My riding experience spans across different disciplines, and my focus has always been on horsemanship, as the performance tool, because the communication supports the performance. I look at horsemanship as an always dynamically changing state, and think that it can be instantly managed through an ongoing code of communication with the horse.
Riding Aria in her first dressage schooling show, in June 2016, was a very important milestone. She had been under saddle for only a short time, but her personality and breed made it very easy to feel like we could do anything together.
On the first loop around the arena, while waiting for our time in the ring, Aria and I rode by a brightly colored banner that vibrated because of the wind. While bunnies, squirrels, and coyotes on a trail are not a concern for Aria, the banner was something she had never seen. She was distracted and listening for my lead. At first, I allowed Aria to slow down, and even stop to assess the banner because no leader would force an individual that is hesitant, or they would lose their leading position. The next time we were near the banner, I asked her to go by it and let her deviate slightly away. This allowed her to see it from a different angle, apparently convincing her that the banner was not a scary object, and in our next passage she had no problem. She earned a score of 63%.
I’ve spent many years observing and teaching about animal behavior. In general, when we set the goal to establish this kind of dynamic relationship with the horse, we need to give our actions a meaning that horses can understand, so they will want to participate instead of being forced to do so. When horses experience a pleasant interaction, they always end up looking at horsemanship as a desired time, even when it involves the practice of an equestrian discipline. This kind of attitude for horsemanship will always result in a better training. I believe that horsemanship plays a determinant role in any moment between human and horse. Being able to understand in depth, and to manage in detail the human to horse relationship, can make it go from a fearful experience to one that we would always want to have. What Aria and I did in that dressage ring was a step in that direction.

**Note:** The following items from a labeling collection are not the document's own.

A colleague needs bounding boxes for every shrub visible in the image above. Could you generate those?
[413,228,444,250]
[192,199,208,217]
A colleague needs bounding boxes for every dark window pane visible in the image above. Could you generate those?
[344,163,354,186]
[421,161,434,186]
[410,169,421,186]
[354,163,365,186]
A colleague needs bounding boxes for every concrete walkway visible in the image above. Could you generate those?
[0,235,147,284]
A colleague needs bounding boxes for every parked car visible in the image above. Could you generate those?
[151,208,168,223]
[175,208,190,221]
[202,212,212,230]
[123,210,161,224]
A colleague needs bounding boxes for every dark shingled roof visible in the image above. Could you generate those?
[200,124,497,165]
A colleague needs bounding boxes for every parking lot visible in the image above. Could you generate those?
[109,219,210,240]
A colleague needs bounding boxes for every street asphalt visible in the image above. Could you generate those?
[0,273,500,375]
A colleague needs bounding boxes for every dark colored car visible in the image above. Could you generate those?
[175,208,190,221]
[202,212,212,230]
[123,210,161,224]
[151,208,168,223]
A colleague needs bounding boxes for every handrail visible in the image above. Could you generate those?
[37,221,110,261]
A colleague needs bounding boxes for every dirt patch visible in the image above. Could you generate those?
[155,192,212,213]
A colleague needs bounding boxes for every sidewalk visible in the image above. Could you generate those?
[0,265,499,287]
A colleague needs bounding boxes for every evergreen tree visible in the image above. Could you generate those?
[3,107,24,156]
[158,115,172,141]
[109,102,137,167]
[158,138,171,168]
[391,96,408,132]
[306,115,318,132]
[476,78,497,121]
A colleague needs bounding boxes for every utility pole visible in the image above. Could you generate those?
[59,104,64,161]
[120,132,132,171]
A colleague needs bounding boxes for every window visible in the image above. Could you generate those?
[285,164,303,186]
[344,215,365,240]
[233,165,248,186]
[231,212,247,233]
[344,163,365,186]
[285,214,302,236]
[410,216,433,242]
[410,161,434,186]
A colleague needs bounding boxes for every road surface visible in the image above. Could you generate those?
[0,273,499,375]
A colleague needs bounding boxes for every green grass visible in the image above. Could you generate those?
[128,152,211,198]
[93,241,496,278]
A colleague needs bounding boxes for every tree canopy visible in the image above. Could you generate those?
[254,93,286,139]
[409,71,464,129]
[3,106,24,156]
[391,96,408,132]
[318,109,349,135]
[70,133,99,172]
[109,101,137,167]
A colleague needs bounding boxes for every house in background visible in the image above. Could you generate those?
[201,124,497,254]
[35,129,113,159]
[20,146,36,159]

That year, we continued to diversify our training by participating in American Endurance Ride Conference, placing fifth in Aria’s first 35 mile ride in October. We then went on to win in the 2016 Death Valley Encounter 30 mile ride in December, and placed third in the Eastern Mojave Desert 25 mile the following February. Aria was the first of her breed to win an endurance competition in the United States, and in May of 2017, she completed a 50 mile ride in Descanso, CA.
During the Death Valley Encounter, the trail went through many different kinds of terrain, from a flat easy trail in the desert sand, to a foot wide trace across a very rocky slope, with a shear drop on one side. What I chose to manage in my horsemanship was just taking care of staying on the marked path, and letting Aria have the control of the speed. The place we were going through really felt like the moon, and the view was breathtaking. Aria and I were alone most of the time, and the Slate Range Trail did not point to base camp, so she had no motivation to speed up or slow down to join another horse, or to go back to camp, which are some of the things that often happen in endurance. The rocky terrain was making her walk slowly and very carefully. Watching from the saddle how Aria negotiated the terrain, barefooted and following my lead, was heartwarming, given that it was the most challenging trail we had been on.
The horses I train currently all compete in dressage and endurance. These two disciplines both require a true partnership with horse and human. It’s not always an easy goal to achieve, but is definitely worth trying for, in order to experience what I have with Aria.